Bosch was able to track down Joseph Weismann, one of the only two children who survived that day out of more than 4,000 who were rounded up, in some cases turning one of his one-sentence recollections into whole characters and scenes.
She scoured the archives at the Shoah Memorial in Paris, searching the Internet, tracking down an out-of-print book that was published in the 1950s, a faithful account of the few days before the roundup, plus letters home from nurses and doctors who watched the ordeal unfold.
"All that information was really scattered and it was scarce," she says, adding: "When people aren’t ready to hear something, no matter what books have been published or what testimonies exist or are available, they don’t care. And I think that is where cinema is so powerful. It gives life back into facts so much so that people can relate to it. We cannot go as deep as a book but sometimes when the audience connects to a film it does a lot more than a book can do."
And yet it was a line from a letter written by a young girl and thrown out a train window that haunted her for three years during the research period.
"It said, ‘Daddy, we are in the train and very happy you’re not with us. We wanted to say hello but hello forever and thanks for everything,’" she recalls. "That child who is probably 10 knows that she is going to die and she cannot say goodbye or so long; she wants to say it but she doesn’t want to hurt him. For three years I was destroyed by that sentence."
Bosch admits that her quest to find out everything she could turned obsessional before her husband made her stop researching and start writing the script. "You want to know everything but of course it’s completely illusory, you can’t," she says.
By the time she finally sat down to write, she had a 600-page synopsis on her computer. "Anything worth telling was in there, it was like the matrix," she says. She says her journalism training came in handy when she set herself an artificial five-week deadline to produce the screenplay, sending her husband and kids on vacation, locking herself in her study from morning to night.

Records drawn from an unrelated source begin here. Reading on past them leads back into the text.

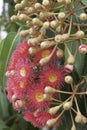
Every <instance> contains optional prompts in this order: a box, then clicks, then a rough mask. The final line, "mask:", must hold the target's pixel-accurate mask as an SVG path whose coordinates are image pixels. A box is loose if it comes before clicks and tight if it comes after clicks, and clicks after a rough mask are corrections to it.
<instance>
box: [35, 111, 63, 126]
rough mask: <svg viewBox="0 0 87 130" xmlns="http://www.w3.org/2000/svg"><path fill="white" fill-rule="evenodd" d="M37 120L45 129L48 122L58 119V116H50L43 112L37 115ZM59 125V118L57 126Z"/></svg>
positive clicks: (56, 125)
mask: <svg viewBox="0 0 87 130" xmlns="http://www.w3.org/2000/svg"><path fill="white" fill-rule="evenodd" d="M36 117H37V118H36V120H37V121H38V122H39V123H40V124H41V125H42V126H43V127H44V126H46V125H47V124H46V123H47V121H48V120H49V119H55V118H57V117H58V114H55V115H51V114H49V113H48V112H46V111H41V112H38V113H37V115H36ZM59 124H61V118H59V119H58V120H57V122H56V123H55V125H56V126H58V125H59Z"/></svg>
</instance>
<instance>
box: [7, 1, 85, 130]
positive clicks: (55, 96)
mask: <svg viewBox="0 0 87 130" xmlns="http://www.w3.org/2000/svg"><path fill="white" fill-rule="evenodd" d="M15 3H16V5H15V10H16V11H17V12H18V13H17V15H14V16H12V17H11V20H12V21H13V22H16V21H21V22H24V23H25V24H26V27H27V29H26V30H22V31H20V33H19V34H20V35H21V36H22V37H25V38H27V40H26V41H24V42H23V43H21V44H20V45H19V46H18V47H17V49H16V50H15V52H14V53H13V55H12V58H11V62H10V65H9V67H8V69H7V72H6V76H8V77H9V78H8V81H7V88H8V99H9V100H10V102H12V104H13V106H14V108H15V109H16V110H18V111H19V112H21V111H23V114H24V119H25V120H27V121H30V122H31V123H33V125H34V126H37V127H43V126H47V127H52V126H58V125H60V124H61V122H62V115H63V113H64V112H65V111H69V112H70V116H71V121H72V128H71V130H76V127H75V122H76V123H81V124H82V123H83V124H85V123H87V117H85V116H84V115H82V113H81V111H80V106H79V104H78V100H77V97H78V96H80V95H86V94H87V91H84V92H81V91H80V89H79V87H80V86H82V85H83V84H84V83H85V80H84V79H83V80H82V81H80V82H79V83H77V82H75V81H74V77H73V76H72V73H73V72H74V69H75V64H76V53H82V54H86V53H87V45H85V43H84V41H86V40H87V38H86V37H85V31H84V28H83V27H85V26H87V24H85V21H86V20H87V14H86V13H85V11H84V10H85V8H86V6H83V4H82V3H81V1H79V0H76V1H73V0H42V1H41V2H39V1H38V0H22V1H21V2H19V0H15ZM77 4H79V5H80V6H78V8H75V5H77ZM81 10H82V13H77V12H81ZM74 19H76V21H75V20H74ZM83 23H84V24H83ZM74 28H76V29H75V32H74V33H73V29H74ZM74 42H76V43H77V46H76V48H75V50H76V53H75V54H73V53H72V52H71V50H70V48H69V46H70V44H72V43H74ZM72 46H73V45H72ZM66 52H67V58H66ZM60 61H62V62H63V63H62V64H61V63H60ZM66 85H67V86H69V87H71V91H70V92H69V91H62V90H61V89H62V88H63V87H64V86H66ZM61 94H67V95H70V96H68V98H66V99H65V100H62V98H61ZM66 97H67V96H66ZM74 105H75V106H74ZM73 112H75V114H76V117H75V119H74V117H73Z"/></svg>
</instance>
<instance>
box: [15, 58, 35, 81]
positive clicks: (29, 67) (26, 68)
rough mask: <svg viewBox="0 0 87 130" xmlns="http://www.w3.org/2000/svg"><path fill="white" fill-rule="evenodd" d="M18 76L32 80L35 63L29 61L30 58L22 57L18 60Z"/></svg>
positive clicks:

"I didn’t even need to go back to my notes," she says of the writing process. "After three years in fact, the more you know about your subject, the quicker you get to the end of the screenplay."
Since La Rafle came out in Paris in 2010, then on DVD and was broadcast on French television, it has been seen by some 7 million viewers in France, a country of 65 million people. A recent study nevertheless revealed that 42% of the population still has no idea that the roundup happened.
So why does it so often seem to take a movie to make people care about important real-life events?
"I really believe that images are more powerful than words," Bosch says. "You need to write about facts to understand what happened. But if you want to feel what it was like, you never can get the shock you are going to get with the equivalent image."